(A) MakingWaves, 父母领美国福利. Mitbbs.com, Dec 12, 2011 (in the Living board)
http://www.mitbbs.com/article/TopArticle/31427365_3.html
(B)
(1) Below, I talk about welfare system in general, including Social Security, Supplemental Security Income (SSI), Social Security Disability Insurance (SSDI), Medicare, Medicaid, Aid to Families with Dependent Children (AFDC), section 8 (rental subsidy), public housing, and food stamp.
(2) Welfare system in US can not go on forever. See only the charts in
Confronting the Unsustainable Growth of Welfare Entitlements: Principles of Reform and the Next Steps. Heritage Foundation, June 24, 2010 (backgrounder).
http://www.heritage.org/research ... -and-the-next-steps
(3) US Census Bureau maintains a Poverty site.
http://www.census.gov/hhes/www/poverty/index.html
The first item in the site is:
Income, Poverty, and Health Insurance Coverage in the United States: 2010 (P60-239).
, whose
Table 4. People and Families in Poverty by Selected Characteristics: 2009 and 2010 http://www.census.gov/hhes/www/p ... lth/2010/table4.pdf
shows:
Nativity..........................2010 Below Poverty [:] Percentage
Native born....................14.4
Foreign born...................19.9
,,,Naturalized citizen........11.3
,,,Not a citizen.................26.7
(a) In fact, the gap between foreign-borns and native-borns persists through the years.
(b) However, some assert that the gap is explained by refugees coming to US, a higher perentage of whom, they say, receive some form of welfare than immigrants. I do not have data to judge if the assertion is correct.
(c) Second generation of foreign-borns are better educated than their parents, less poor and receive less welfare.
(4) (A) was Professor Matloff's congressional testimony leading to the welfare reform that summer: The Personal Responsibility and Work Opportunity Act of 1996. He did not do a horizontal study about how other immigrants fared (because he, a Chinese speaker and specialized in computer science, mainly spoke from his observation). But federal government keep the data. See next.
Steven A. Camarota, A Look at Cash, Medicaid, Housing, and Food Programs. Center for Immigration Studies, April 2011
(Backgrounders and Reports).
http://www.cis.org/immigrant-welfare-use-2011
Quote:
"Thirteen years after welfare reform, the share of immigrant-headed households (legal and illegal) with a child (under age 18) using at least one welfare program continues to be very high. This is partly due to the large share of immigrants with low levels of education and their resulting low incomes — not their legal status or an unwillingness to work.
"Among the findings:
• In 2009 (based on data collected in 2010), 57 percent of households headed by an immigrant (legal and illegal) with children (under 18) used at least one welfare program, compared to 39 percent for native households with children.

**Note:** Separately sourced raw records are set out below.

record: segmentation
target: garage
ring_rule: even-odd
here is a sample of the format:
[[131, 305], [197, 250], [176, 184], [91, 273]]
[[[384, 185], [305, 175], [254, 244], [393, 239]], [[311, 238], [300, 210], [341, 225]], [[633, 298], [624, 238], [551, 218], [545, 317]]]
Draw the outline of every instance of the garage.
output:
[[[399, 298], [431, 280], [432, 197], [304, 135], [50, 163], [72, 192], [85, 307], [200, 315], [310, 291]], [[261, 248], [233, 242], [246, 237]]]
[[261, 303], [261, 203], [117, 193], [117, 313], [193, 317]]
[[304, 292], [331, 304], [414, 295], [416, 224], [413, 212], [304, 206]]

• Households with children with the highest welfare use rates are those headed by immigrants from the Dominican Republic (82 percent), Mexico and Guatemala (75 percent), and Ecuador (70 percent). Those with the lowest use rates are from the United Kingdom (7 percent), India (19 percent), Canada (23 percent), and Korea (25 percent).
• Illegal immigrant households with children primarily use food assistance and Medicaid, making almost no use of cash or housing assistance. In contrast, legal immigrant households tend to have relatively high use rates for every type of program.
• An unwillingness to work is not the reason immigrant welfare use is high. The vast majority (95 percent) of immigrant households with children had at least one worker in 2009. But their low education levels mean that more than half of these working immigrant households with children still accessed the welfare system during 2009.
• Although most new legal immigrants are barred from using some welfare for the first five years, this provision has only a modest impact on household use rates because most immigrants have been in the United States for longer than five years; the ban only applies to some programs; some states provide welfare to new immigrants with their own money; by becoming citizens immigrants become eligible for all welfare programs; and perhaps most importantly, the U.S.-born children of immigrants (including those born to illegal immigrants) are automatically awarded American citizenship and are therefore eligible for all welfare programs at birth.
My comment:
(a) One of the findings is "Illegal immigrant households with children primarily use food assistance and Medicaid, making almost no use of cash or housing assistance." The latter is due to the 1996 Welfare reform.
Shikha Dalmia, Op-Ed: Keep out the lies; Bachmann sides with anti-immigration zealots and their faulty logic. The Daily, Aug 26, 2011
http://www.thedaily.com/page/201 ... gration-dalmia-1-2/
*"And that was before the 1996 Welfare Reform Act. Since then, illegals have been barred from collecting most means-tested federal benefits except for emergency medical services.")
(b) Mr Camarota did not mention the percentage of Chinese or Taiwanese who are on Welfare system. Apparently, however, the data are available; I just can not find them.